A Rolling Series with Expedited Review
Artificial intelligence in surgery is advancing quickly. The American Surgeon intends to move with the speed of the field.
We announce a rolling series focused on the clinical and educational applications of artificial intelligence in surgery. Manuscripts submitted to this series will receive prompt editorial assessment, prompt peer review, and, if accepted, prioritized electronic publication with accelerated placement in print.
Scope
We seek applied, implementation-focused work that addresses how AI integrates into surgical practice and training. Submissions should emphasize measurable outcomes, workflow integration, and professional responsibility.
Clinical Applications
- Perioperative risk prediction and stratification
- AI-assisted imaging interpretation
- Intraoperative decision support
- Robotics and AI integration
- Postoperative complication detection and prevention
- ICU and acute care applications
- Documentation and EHR augmentation
- Quality improvement and workflow optimization
Educational Applications
- AI-assisted simulation
- Automated technical skill assessment
- Personalized learning pathways
- AI-supported cognitive training
- Faculty development in AI literacy
Governance and Professional Responsibility
- Verification frameworks
- Human oversight and accountability
- Bias and data integrity
- Implementation challenges
- Credentialing and policy considerations
What We Are Not Seeking
- Pure algorithm development without clinical context
- Speculative commentary without implementation relevance
- Redundant narrative reviews
All manuscripts will undergo our standard peer review process and must meet the scientific and editorial standards of The American Surgeon.

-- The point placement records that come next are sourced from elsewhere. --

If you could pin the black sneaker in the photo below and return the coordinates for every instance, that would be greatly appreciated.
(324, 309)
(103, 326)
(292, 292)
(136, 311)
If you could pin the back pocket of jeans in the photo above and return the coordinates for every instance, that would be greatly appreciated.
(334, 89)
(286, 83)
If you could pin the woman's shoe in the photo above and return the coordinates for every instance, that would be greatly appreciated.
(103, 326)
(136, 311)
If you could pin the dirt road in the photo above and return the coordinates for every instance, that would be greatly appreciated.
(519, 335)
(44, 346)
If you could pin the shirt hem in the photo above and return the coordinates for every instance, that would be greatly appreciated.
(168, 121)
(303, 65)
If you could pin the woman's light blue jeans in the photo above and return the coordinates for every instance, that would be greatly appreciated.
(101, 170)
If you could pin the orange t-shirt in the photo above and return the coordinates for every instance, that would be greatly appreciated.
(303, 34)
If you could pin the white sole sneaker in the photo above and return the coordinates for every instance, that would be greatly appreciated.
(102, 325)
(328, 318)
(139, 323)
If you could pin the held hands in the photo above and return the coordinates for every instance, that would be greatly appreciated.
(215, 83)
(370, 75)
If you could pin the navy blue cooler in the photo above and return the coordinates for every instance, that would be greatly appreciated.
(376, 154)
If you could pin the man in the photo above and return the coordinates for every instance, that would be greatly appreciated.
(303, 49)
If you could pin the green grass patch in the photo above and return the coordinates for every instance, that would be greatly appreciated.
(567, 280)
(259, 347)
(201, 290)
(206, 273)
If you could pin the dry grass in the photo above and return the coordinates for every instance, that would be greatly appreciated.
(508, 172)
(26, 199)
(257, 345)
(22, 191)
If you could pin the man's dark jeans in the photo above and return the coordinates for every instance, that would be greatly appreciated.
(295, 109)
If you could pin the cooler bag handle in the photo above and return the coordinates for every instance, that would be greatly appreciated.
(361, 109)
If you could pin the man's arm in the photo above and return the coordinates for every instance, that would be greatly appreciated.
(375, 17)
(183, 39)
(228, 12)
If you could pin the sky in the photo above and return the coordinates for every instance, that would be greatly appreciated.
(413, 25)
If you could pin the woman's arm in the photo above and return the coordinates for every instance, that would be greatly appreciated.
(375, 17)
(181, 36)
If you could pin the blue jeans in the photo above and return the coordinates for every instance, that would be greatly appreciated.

Authors should indicate in their cover letter that the submission is intended for the AI in Clinical Surgery Series and choose the appropriate article type in the journal submission site.
Artificial intelligence may generate answers instantly. Determining whether those answers are correct — and deciding whether to act — remains the responsibility of the surgeon. This series aims to define how AI is integrated into surgical judgment, education, and patient care.